Егор подождал, пока дверь захлопнулась и отрезала звуки, затем пошел дальше. Нет, он не думал, что войдет к себе — только до двери и тут же обратно. Он не принимал решений — какая-то тупость овладела им, ноги шли, вот он им и подчинялся.

А ноги принесли к своей двери. Он остановился. Ничего не было слышно только гул голосов. Гул показался Егору тревожным — может, они все-таки решили не справлять без него? Может, они — бывают же движения души — поняли, как ему гадко?

Рука сама достала из кармана ключ, сунула его в скважину, повернула. Дверь отворилась. В прихожей было много пальто и шуб — они перегрузили вешалку и лежали грудой на стуле, а внизу, как в магазине, в ряд женские сапоги.

Теперь можно было различить отдельные голоса. О нем ли?

Голос Бори Семиреченского:

— Ну, у всех налито? Артур, телевизор включил?

— Включил.

Голос отца:

— А то упустим!

А мать? Вот и ее голос:

— Боря, положи себе рыбки, ты имеешь манеру не закусывать. Вот о чем она думает в эту минуту!

Из телевизора донесся ровный морской шум Красной площади.

Егор так и стоял с ключом в руке. Никто не почувствовал, что он здесь. И при чем чувства? Они сейчас подходят к границе.

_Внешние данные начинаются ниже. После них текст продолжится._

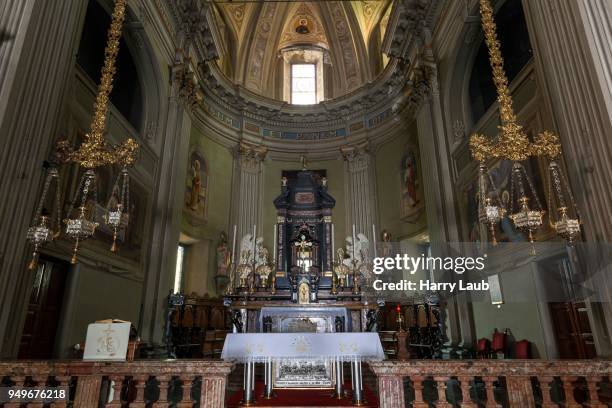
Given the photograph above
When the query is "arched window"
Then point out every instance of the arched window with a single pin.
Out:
(303, 75)
(127, 93)
(516, 51)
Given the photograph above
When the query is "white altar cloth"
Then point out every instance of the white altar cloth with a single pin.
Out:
(264, 347)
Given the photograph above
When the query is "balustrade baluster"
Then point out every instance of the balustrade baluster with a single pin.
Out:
(117, 384)
(594, 393)
(63, 383)
(186, 401)
(491, 392)
(568, 389)
(441, 386)
(545, 387)
(163, 384)
(39, 382)
(213, 392)
(417, 384)
(18, 382)
(140, 381)
(466, 399)
(520, 391)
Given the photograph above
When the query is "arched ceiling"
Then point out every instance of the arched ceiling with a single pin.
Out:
(255, 32)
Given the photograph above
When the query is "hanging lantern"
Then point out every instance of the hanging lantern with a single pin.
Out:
(83, 224)
(565, 218)
(513, 144)
(490, 208)
(81, 221)
(118, 204)
(41, 232)
(522, 194)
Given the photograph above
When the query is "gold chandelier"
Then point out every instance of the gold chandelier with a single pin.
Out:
(513, 144)
(94, 152)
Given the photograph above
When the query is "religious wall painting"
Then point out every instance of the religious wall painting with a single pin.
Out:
(132, 229)
(196, 189)
(500, 174)
(224, 256)
(411, 200)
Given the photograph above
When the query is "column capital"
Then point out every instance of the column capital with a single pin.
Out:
(250, 155)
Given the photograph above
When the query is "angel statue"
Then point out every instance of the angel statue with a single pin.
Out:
(365, 268)
(245, 267)
(262, 254)
(340, 268)
(247, 244)
(362, 242)
(264, 269)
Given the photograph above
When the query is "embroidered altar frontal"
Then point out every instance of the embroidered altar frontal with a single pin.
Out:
(281, 347)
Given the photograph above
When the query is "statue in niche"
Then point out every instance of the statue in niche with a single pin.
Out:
(263, 270)
(224, 256)
(386, 244)
(361, 243)
(196, 183)
(302, 27)
(410, 202)
(340, 268)
(304, 293)
(196, 186)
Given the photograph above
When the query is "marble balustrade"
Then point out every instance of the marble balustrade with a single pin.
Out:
(492, 383)
(135, 384)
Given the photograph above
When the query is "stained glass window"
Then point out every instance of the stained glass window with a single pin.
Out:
(303, 84)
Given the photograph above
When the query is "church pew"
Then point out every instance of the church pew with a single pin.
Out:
(507, 383)
(134, 384)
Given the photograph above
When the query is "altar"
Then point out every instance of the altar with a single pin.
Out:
(302, 313)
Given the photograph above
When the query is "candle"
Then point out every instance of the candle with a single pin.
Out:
(354, 241)
(275, 243)
(374, 238)
(234, 246)
(254, 241)
(333, 243)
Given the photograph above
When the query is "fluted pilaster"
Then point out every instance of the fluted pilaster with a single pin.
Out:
(571, 41)
(247, 194)
(37, 59)
(360, 187)
(168, 205)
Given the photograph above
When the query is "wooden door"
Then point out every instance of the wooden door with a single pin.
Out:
(44, 310)
(573, 330)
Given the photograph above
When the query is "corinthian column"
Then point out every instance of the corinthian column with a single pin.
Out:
(247, 189)
(38, 42)
(360, 189)
(571, 41)
(169, 200)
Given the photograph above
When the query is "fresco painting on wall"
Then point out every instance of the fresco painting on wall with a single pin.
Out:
(129, 239)
(411, 204)
(196, 188)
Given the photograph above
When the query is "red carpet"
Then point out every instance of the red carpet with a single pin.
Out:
(302, 398)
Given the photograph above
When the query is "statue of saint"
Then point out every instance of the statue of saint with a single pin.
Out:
(304, 295)
(386, 244)
(196, 185)
(224, 256)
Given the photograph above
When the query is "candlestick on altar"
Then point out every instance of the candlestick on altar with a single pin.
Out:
(374, 238)
(354, 241)
(333, 244)
(275, 243)
(234, 246)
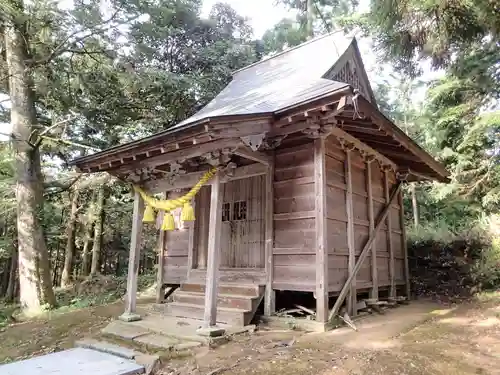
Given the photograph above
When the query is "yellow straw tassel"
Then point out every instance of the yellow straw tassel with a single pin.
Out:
(187, 213)
(149, 215)
(168, 222)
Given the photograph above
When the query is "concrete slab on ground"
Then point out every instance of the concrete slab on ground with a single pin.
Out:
(107, 347)
(73, 361)
(158, 341)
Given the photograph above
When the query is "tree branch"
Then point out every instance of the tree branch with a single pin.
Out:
(98, 29)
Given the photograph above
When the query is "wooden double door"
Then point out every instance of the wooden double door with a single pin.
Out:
(243, 226)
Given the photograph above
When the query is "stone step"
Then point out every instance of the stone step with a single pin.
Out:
(250, 290)
(234, 317)
(107, 347)
(232, 301)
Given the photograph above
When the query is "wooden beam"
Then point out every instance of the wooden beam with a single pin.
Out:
(248, 153)
(405, 247)
(294, 127)
(190, 179)
(371, 238)
(390, 247)
(371, 219)
(213, 259)
(379, 119)
(130, 313)
(339, 133)
(321, 231)
(351, 302)
(162, 240)
(270, 295)
(401, 153)
(239, 129)
(360, 130)
(185, 153)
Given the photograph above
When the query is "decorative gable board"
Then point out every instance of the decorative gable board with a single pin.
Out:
(349, 69)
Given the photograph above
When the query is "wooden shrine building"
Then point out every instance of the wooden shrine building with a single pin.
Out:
(306, 197)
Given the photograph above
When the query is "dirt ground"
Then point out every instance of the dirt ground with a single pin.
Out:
(463, 339)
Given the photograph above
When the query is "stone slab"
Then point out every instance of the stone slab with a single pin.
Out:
(183, 329)
(149, 362)
(107, 347)
(129, 317)
(77, 361)
(126, 331)
(211, 331)
(157, 341)
(187, 345)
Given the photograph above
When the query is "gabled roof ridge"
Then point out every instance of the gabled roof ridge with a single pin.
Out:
(291, 49)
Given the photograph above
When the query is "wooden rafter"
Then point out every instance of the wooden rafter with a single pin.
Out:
(371, 238)
(248, 153)
(190, 179)
(182, 154)
(340, 134)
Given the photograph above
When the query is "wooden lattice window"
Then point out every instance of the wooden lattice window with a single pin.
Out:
(240, 210)
(349, 75)
(226, 211)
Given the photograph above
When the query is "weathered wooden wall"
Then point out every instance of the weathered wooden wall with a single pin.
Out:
(294, 219)
(175, 264)
(337, 222)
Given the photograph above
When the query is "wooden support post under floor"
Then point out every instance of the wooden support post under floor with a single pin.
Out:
(321, 231)
(130, 313)
(390, 247)
(213, 258)
(405, 247)
(351, 299)
(162, 236)
(162, 240)
(270, 295)
(371, 219)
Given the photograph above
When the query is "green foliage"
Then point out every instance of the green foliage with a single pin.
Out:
(98, 290)
(412, 30)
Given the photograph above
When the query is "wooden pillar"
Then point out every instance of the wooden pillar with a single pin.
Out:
(321, 231)
(405, 248)
(371, 219)
(213, 258)
(162, 238)
(130, 314)
(392, 288)
(351, 299)
(191, 242)
(270, 295)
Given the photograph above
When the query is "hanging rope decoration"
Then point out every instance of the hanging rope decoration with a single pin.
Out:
(168, 205)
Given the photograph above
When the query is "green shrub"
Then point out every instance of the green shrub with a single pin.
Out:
(453, 263)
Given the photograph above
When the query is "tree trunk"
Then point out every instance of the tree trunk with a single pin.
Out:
(34, 273)
(85, 251)
(310, 19)
(96, 248)
(414, 203)
(70, 240)
(11, 286)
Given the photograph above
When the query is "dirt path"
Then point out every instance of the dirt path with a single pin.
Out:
(408, 340)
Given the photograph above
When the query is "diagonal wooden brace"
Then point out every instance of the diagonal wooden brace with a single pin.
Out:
(373, 234)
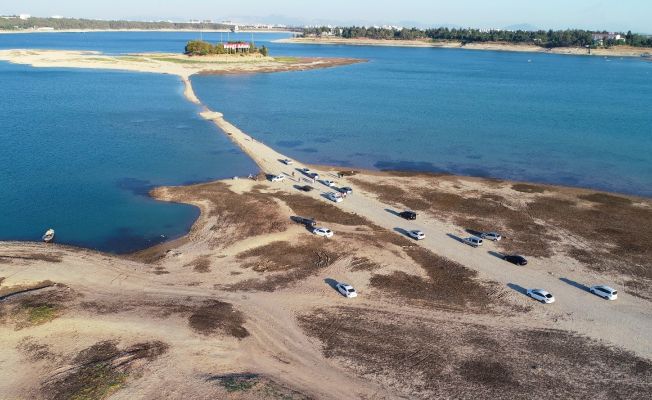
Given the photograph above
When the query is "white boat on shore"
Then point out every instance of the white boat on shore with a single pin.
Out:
(48, 236)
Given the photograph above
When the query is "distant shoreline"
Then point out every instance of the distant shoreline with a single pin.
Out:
(138, 30)
(617, 51)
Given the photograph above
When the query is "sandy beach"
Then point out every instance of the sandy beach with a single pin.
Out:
(617, 51)
(245, 306)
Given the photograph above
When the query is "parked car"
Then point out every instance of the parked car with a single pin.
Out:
(605, 292)
(493, 236)
(309, 222)
(411, 215)
(418, 235)
(325, 232)
(541, 295)
(336, 197)
(473, 241)
(346, 290)
(515, 259)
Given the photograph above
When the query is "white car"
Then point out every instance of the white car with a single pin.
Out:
(346, 290)
(418, 235)
(325, 232)
(493, 236)
(473, 241)
(336, 197)
(605, 292)
(541, 295)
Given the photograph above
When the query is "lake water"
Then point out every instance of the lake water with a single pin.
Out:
(82, 148)
(578, 121)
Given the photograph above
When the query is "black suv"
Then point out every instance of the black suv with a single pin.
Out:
(408, 215)
(514, 259)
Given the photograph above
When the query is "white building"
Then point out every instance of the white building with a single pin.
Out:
(601, 37)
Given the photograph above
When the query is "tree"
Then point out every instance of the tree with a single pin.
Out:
(198, 48)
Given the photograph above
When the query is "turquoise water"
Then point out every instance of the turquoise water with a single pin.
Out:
(578, 121)
(81, 149)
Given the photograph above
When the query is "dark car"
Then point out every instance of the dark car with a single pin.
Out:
(514, 259)
(309, 222)
(408, 215)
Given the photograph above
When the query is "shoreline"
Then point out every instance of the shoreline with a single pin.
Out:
(266, 157)
(7, 32)
(617, 51)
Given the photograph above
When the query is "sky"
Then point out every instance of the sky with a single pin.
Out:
(612, 15)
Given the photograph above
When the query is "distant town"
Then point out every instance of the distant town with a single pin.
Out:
(542, 38)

Впереди замечательные туристские дали, в которых они отлично обойдутся и без него. Все обойдутся без него. Весь мир.

И тогда он понял, что может не идти с ними. Надо повернуться, выйти из двери и остаться на платформе, отпустив поезд. Пусть едут, будьте счастливы…

Били куранты. Он помедлил, дожидаясь первого удара часов. Раз… два…

Егор осторожно затворил за собой дверь. Щелкнул замок. Он медленно пошел вниз по лестнице, зная, что к тому времени, как он достигнет первого этажа, часы перестанут бить и диктор задушевно скажет:?С Новым годом, товарищи!?

Он не услышал последнего удара и этих слов. В доме было тихо. Словно шум, запахи, звуки музыки за дверями, удаляясь и тая, уехали за пограничный столб, а он, Егор, остался на опустевшем перроне с неуверенно поднятой рукой — все равно никто уже не глядит из окон вагона.

Снег стаял за те минуты, пока Егор бродил по лестнице. Было не очень холодно, как ночью в сентябре, и асфальт был серым, чуть влажным.

И была не ночь. И не день. Небо стало серым, его заволокло тяжелыми беспросветными тучами.

И еще: ни в одном из окон дома не горел свет. Окна казались слепыми, стекла не блестели. Никто в этом доме не жил.

Это не удивило Егора. Было удовлетворение. Удалось! Ему удалось. Он этого, кажется, хотел?